Now Your See Me

Now Your See Me

Archie Gets Better

Last Friday, Archie Comics released a series of comic strips around LGBTQ acceptance for National Coming Out Day.

Archie actually introduced it's first gay character in 2010!

Read more on NewNowNext

Representation Matters.

Why is it so important that Archie has LGBTQ characters and how does that affect Kalamos?

Sexual health disparities are largely about access. Because these access gaps disproportionately affect gender and sexual minorities, sexual health is deeply interwoven with queer culture. When media features diverse characters, it allows us to see ourselves in their shoes, to achieve what they achieve.

When queer representation crosses over into mainstream culture, it also allows the majority to understand and accept the unfamiliar. Coming out may not seem directly correlated to sexual health, but it's the exact kind of conversation we must have to achieve equity in care.
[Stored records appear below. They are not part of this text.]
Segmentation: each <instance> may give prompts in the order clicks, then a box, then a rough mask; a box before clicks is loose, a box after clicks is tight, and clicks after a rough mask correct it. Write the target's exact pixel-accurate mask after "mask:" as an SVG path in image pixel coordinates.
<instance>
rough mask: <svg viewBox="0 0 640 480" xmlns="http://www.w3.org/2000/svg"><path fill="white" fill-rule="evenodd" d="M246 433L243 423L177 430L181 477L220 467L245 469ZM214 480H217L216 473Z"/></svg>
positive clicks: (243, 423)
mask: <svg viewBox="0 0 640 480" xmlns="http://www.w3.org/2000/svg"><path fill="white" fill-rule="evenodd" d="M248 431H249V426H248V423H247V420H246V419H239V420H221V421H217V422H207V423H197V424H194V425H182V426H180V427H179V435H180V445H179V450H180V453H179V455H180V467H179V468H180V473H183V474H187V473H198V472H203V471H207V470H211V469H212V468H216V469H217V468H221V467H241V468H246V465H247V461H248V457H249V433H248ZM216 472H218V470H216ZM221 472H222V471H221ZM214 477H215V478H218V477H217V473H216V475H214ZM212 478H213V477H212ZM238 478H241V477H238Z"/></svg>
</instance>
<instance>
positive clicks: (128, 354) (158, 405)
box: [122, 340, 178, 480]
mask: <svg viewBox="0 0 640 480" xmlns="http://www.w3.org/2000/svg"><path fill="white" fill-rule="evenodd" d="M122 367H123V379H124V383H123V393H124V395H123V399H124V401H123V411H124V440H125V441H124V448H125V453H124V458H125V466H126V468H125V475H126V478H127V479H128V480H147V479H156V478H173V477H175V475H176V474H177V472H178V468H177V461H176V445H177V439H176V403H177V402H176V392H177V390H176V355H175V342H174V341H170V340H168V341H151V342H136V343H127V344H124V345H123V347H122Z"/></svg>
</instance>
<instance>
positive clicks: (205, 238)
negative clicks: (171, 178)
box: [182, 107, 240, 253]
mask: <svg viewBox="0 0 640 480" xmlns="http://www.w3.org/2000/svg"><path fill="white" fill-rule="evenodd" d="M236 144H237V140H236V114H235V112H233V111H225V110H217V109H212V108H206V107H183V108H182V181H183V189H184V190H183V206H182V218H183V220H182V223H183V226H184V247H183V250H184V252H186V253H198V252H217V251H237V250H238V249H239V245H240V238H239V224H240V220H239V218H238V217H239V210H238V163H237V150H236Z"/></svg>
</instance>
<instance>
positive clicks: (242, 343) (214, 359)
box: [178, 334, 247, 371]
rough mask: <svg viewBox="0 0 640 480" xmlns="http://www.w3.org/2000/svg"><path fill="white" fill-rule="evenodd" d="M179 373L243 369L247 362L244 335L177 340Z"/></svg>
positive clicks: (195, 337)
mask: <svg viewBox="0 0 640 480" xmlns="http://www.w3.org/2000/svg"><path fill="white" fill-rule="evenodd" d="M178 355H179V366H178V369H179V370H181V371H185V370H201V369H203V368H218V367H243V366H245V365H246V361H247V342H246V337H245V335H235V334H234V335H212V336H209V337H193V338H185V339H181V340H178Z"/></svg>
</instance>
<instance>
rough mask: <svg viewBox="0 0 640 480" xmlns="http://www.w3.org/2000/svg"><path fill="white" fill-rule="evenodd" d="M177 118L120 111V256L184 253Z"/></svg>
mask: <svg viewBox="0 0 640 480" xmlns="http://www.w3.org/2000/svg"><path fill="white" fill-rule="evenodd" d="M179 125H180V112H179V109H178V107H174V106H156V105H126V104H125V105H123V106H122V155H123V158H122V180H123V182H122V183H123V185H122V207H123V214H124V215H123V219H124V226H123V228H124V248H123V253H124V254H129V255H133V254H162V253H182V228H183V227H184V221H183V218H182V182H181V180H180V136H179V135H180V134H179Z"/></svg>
By showcasing a spectrum of characters, from straight cisgender to gay, trans, etc., the Archie comics are normalizing conversations previously treated as taboo. These may feel like baby steps, but also it's important to normalize tolerance by the heterosexual community. The easier it is to casually talk about our identities, the easier it is to get competent care.

Live Queerly.

Sam Smith, singer/songwriter extraordinaire, wrote a deeply personal essay about his journey to self-acceptance in this month's Attitude.

"My suits started to feel like straitjackets and my head started to feel more and more like a prison.”

His fears of rejection will resonate with any person who's been in the closet. What's most important is that he's demonstrating that there's life outside the closet, though I'm not sure we'll all be so lucky to be as glamorous as Sam.

Sam Smith's recommendation to us all - "Live as loud and as querly as humanly possible".